Ces lumières dans la nuit qui guident les marins
le long des côtes sont des phares.
Dans le pays royannais cinq phares ont été
construits, dont celui de la Coubre.

Le phare de la Coubre situé sur la commune de La Tremblade est haut de 64 mètres. Il surplombe la baie de la Bonne Anse. Cet édifice éclaire jusqu’à 52 km et sécurise l’accès à l’estuaire de la Gironde par la grande passe de l’Ouest, en facilitant le contournement des secteurs du banc de la Coubre et du banc de la Mauvaise, sur lesquels gisent de nombreuses épaves. C’est le phare le plus élevé de la côte charentaise avec ses 300 marches.
 

Première indication aux marins en 1690

Pourtant, le phare actuel n’est pas le premier. Dès 1690, il est attesté de l’existence d’une balise porte-feu à la Pointe de la Coubre. Un premier phare en bois fut ensuite allumé en 1860 en raison des nombreux naufrages.
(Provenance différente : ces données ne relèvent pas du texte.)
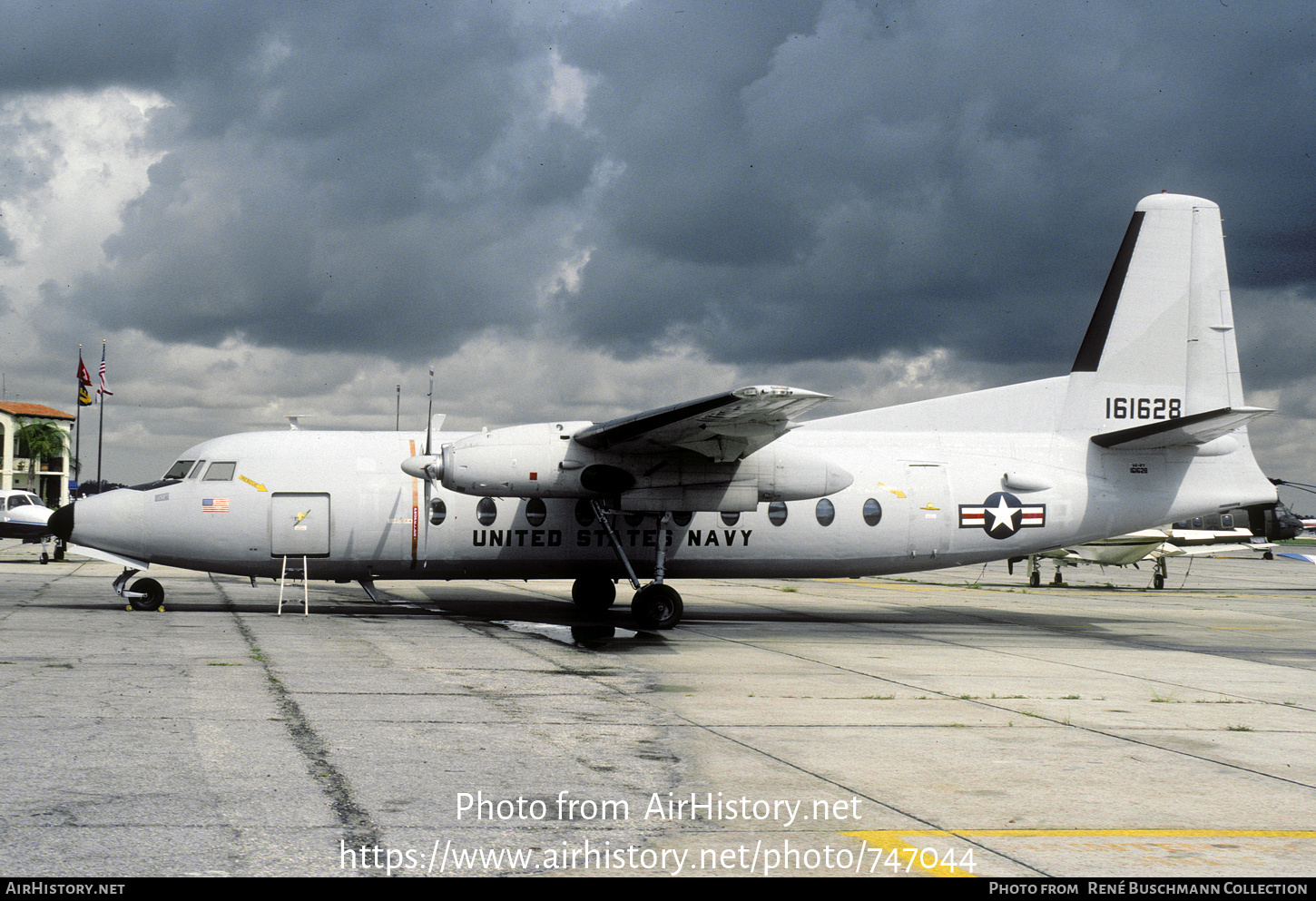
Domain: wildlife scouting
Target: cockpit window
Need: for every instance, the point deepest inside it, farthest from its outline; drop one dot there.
(220, 473)
(179, 470)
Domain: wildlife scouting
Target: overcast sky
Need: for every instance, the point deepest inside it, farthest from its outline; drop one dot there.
(590, 208)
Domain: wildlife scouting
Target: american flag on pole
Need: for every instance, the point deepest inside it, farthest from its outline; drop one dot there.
(103, 391)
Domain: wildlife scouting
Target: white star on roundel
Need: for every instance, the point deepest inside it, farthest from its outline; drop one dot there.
(1003, 514)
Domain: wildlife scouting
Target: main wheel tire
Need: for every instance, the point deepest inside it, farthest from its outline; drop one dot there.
(657, 607)
(152, 591)
(594, 593)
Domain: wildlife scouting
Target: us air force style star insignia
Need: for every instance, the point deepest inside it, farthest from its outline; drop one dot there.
(1002, 514)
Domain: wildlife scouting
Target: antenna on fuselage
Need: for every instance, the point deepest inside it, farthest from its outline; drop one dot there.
(429, 417)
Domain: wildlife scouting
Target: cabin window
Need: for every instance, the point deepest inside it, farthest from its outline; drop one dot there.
(871, 512)
(179, 470)
(220, 473)
(825, 512)
(535, 512)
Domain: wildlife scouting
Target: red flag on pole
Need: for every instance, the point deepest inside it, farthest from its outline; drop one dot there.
(83, 383)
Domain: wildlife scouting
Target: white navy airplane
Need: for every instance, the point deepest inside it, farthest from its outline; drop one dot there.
(1149, 426)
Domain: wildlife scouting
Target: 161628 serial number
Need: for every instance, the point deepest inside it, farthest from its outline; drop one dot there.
(1143, 408)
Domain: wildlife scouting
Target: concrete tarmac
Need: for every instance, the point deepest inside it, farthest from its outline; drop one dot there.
(950, 724)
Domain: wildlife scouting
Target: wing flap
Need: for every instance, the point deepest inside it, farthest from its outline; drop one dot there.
(722, 427)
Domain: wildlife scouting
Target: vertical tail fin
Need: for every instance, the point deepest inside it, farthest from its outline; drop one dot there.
(1161, 345)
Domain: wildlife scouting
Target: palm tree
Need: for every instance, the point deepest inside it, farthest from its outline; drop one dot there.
(41, 438)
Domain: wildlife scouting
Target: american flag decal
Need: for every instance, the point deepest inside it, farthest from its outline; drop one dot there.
(1002, 514)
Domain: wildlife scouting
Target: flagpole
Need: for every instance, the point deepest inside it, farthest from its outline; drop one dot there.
(78, 418)
(100, 432)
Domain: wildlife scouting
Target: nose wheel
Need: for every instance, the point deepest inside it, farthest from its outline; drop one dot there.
(657, 605)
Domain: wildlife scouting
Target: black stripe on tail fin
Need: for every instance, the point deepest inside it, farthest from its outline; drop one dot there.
(1094, 342)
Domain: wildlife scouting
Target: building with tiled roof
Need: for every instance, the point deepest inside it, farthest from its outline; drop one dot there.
(50, 476)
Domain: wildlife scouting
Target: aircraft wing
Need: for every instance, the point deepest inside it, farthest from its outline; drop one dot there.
(1196, 429)
(722, 427)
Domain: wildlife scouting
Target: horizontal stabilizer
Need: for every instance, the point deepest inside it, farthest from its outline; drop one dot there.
(722, 427)
(1195, 429)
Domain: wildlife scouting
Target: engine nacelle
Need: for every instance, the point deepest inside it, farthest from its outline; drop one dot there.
(543, 461)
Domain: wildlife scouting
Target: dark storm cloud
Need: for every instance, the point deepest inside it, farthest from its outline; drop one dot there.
(927, 174)
(768, 181)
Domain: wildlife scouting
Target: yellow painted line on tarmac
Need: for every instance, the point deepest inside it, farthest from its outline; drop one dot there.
(940, 857)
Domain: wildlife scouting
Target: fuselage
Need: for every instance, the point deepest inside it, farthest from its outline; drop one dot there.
(918, 500)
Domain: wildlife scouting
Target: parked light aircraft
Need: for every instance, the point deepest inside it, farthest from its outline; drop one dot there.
(1148, 544)
(24, 515)
(1149, 426)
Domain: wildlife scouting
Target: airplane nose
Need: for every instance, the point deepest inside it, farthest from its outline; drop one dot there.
(62, 523)
(110, 523)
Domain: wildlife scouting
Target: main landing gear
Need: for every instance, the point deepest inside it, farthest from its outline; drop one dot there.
(145, 593)
(655, 605)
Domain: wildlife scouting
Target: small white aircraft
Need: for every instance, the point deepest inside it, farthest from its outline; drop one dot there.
(1148, 544)
(1149, 426)
(24, 515)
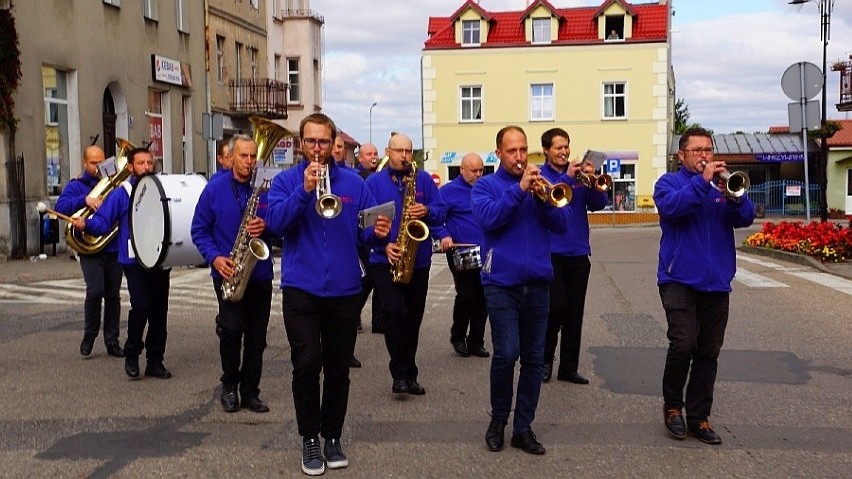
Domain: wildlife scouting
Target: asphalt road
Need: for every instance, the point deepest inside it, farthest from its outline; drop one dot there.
(782, 398)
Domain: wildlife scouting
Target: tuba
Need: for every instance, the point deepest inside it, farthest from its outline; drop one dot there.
(81, 241)
(411, 233)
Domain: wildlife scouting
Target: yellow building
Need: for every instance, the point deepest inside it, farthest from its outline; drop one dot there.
(601, 73)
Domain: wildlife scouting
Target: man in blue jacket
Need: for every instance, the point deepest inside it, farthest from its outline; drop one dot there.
(242, 324)
(516, 274)
(321, 287)
(569, 253)
(101, 270)
(697, 262)
(403, 305)
(148, 288)
(462, 227)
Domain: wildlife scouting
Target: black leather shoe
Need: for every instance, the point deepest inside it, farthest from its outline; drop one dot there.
(400, 386)
(673, 418)
(461, 349)
(115, 351)
(415, 388)
(255, 404)
(86, 346)
(479, 352)
(703, 432)
(494, 436)
(157, 371)
(527, 442)
(572, 378)
(547, 372)
(228, 398)
(131, 366)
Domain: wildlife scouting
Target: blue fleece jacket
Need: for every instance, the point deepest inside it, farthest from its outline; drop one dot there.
(216, 222)
(697, 247)
(73, 198)
(388, 185)
(114, 210)
(516, 231)
(460, 224)
(575, 241)
(320, 256)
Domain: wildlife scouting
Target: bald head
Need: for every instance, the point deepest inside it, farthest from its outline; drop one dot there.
(472, 167)
(368, 156)
(92, 157)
Puis, en 1895, c’est la mise en service du phare en pierre de 57 mètres de haut. Dix ans après sa construction, l’érosion marine a fait son oeuvre. Il est alors décidé d’ériger un brise-lame pour tenter de ralentir la marche en avant des vagues, mais inexorablement l’océan ronge. Les autorités décident alors de l’abandon du site, la tour s’écroulera en 1907, et de la construction de l’actuel phare en 1904.

Il est mis en service le 1er octobre 1905. Prudemment construit à 1 800 mètres du rivage, la rapide évolution des fonds et bancs de sable dans l’estuaire le rapproche, cependant, dangereusement de la mer, de laquelle il n’est plus éloigné, en 2010, que de 150 mètres, à marée haute. De plus, le phare est en mauvais état et présente de nombreuses fissures et infiltrations.

En pénétrant à l’intérieur, on est saisi par l’opaline bleue. Après avoir gravi 300 marches, un panorama à 360° offre une vue imprenable sur l’estuaire de La Gironde, la forêt de La Coubre, la presqu’île d’Arvert et l’Ile d’Oléron. La visite se poursuit avec au pied du phare, un écomusée relatant son histoire et les différents matériaux nécessaires à son fonctionnement. Une salle d’exposition située dans le parc permet de découvrir des artistes et artisans.